2College Students’ Problem Solving Capability in the Context of Chemistry Teaching

This research focused on ‘problems’ that require HOCS for their solution, in contrast to ‘exercises’ that require just the application of algorithms and/or lower-order cognitive skills (LOCS), [to end up with only one “correct” answer]. We have studied science majors freshmen’s (N = 47) pre-post problem solving capabilities within ‘traditional’ college chemistry teaching which occasionally integrated environment-related, interdisciplinary problems. Our findings indicated, that although most students felt that it is within their capability to solve HOCS-level questions (problems!), ‘traditional’ chemistry teaching does not contribute much to the enhancement of their problem solving capability. However, students who performed well on the HOCS-type questions were found to: (a) successfully made connections between chemistry-related concepts and STES-oriented issues; (b) expressed their ideas using multiple representations: textually, qualitatively and quantitatively; (c) presented systemic reasoning, where applicable; and (d) evaluated and presented several alternative resolutions. These findings imply that a LOCS-to-HOCS shift from exercise, -to- problem solving capability, in science chemistry education, would require a shift from algorithmic-to HOCS-promoting teaching and assessment.

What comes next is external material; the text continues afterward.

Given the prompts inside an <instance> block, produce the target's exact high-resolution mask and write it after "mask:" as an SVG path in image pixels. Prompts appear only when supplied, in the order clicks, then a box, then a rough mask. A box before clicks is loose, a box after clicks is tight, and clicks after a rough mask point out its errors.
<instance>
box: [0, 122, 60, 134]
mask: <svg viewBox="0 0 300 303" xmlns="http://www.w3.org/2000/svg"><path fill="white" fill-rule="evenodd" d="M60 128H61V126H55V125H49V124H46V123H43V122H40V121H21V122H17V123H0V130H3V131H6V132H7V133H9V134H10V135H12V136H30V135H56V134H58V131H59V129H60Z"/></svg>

For an example of a mixed HOCS/LOCS chemistry exam questions for university freshmen see Box 1.

Summary, Conclusions and Implications

‘HOCS-learning’ targeted at the development and enhancement of STES literacy for sustainability requires, neither the coverage of more advanced, domain-specific material, nor “increasing” students’ repertoire of disciplinary-bound algorithms. Rather, education for sustainability should take, among others, the following practice:

  • 1.

    “Translating” the new goals, agreed upon by all parties involved – stakeholders, policy makers and, mainly, STES, Science, Environmental and stem educators into effective systemic sustainability-oriented educational programs, curricula, courses, teaching, learning and assessment strategies (Zoller, 1993, 1999, 2001, 2004, 2011a, 2011b, 2012; Zoller & Scholz, 2004).

  • 2.

    Ensuring that such system- and sustainability-oriented educational courses and curricula become an integral part of the curricula of formal science, technology and engineering education, which will ensure their recognized (respectable) status, in science and chemical education.

  • 3.

    Developing and implementing HOCS-promoting assessment strategies as alternatives to the currently dominant (LOCS-oriented) assessment practice in traditional, disciplinary science, technology, the environmental education (Zoller, 1993, 1994, 1999, 2012; Zoller & Scholz, 2004).

The challenge of STES literacy for sustainability will require:

  • 1.

    The restructuring of education at all levels (including teacher professional development programs) towards this new type of learning, for all students, via the implementation of effective research-based HOCS-promot-ing teaching, assessment and learning strategies (Zoller, 1993, 1999; 2011b; Zoller & Levi Nahum, 2011).

  • 2.

    The teaching of how to systemically deal with complex, large systems using the case study methodology (e.g., large scale case studies (Scholz & Tietje, 2002), vis-à-vis ensuring the students’ Learning conceptalisation of fundamental trasdisciplinary concepts (Levi Nahum et al., 2010; Zoller & Levy Nahum, 2012).

  • 3.

    Extending interdisciplinary studies, research and “sites” teaching, in such a way, so that both students and relevant community “stakeholders” will become capable STES-literate active participants.

  • 4.

    Developing and promoting effective, easily accessible communication and interaction among participants of studies in the STES domains. This is necessary for building a new type of culture that enables a collaborative societal process of sustainability assurance, thinking-based learning.

Our accompanying longitudinal research application of this educational practice suggest that, although the road to STES literacy for sustainability is rocky, it is nevertheless, educationally feasible.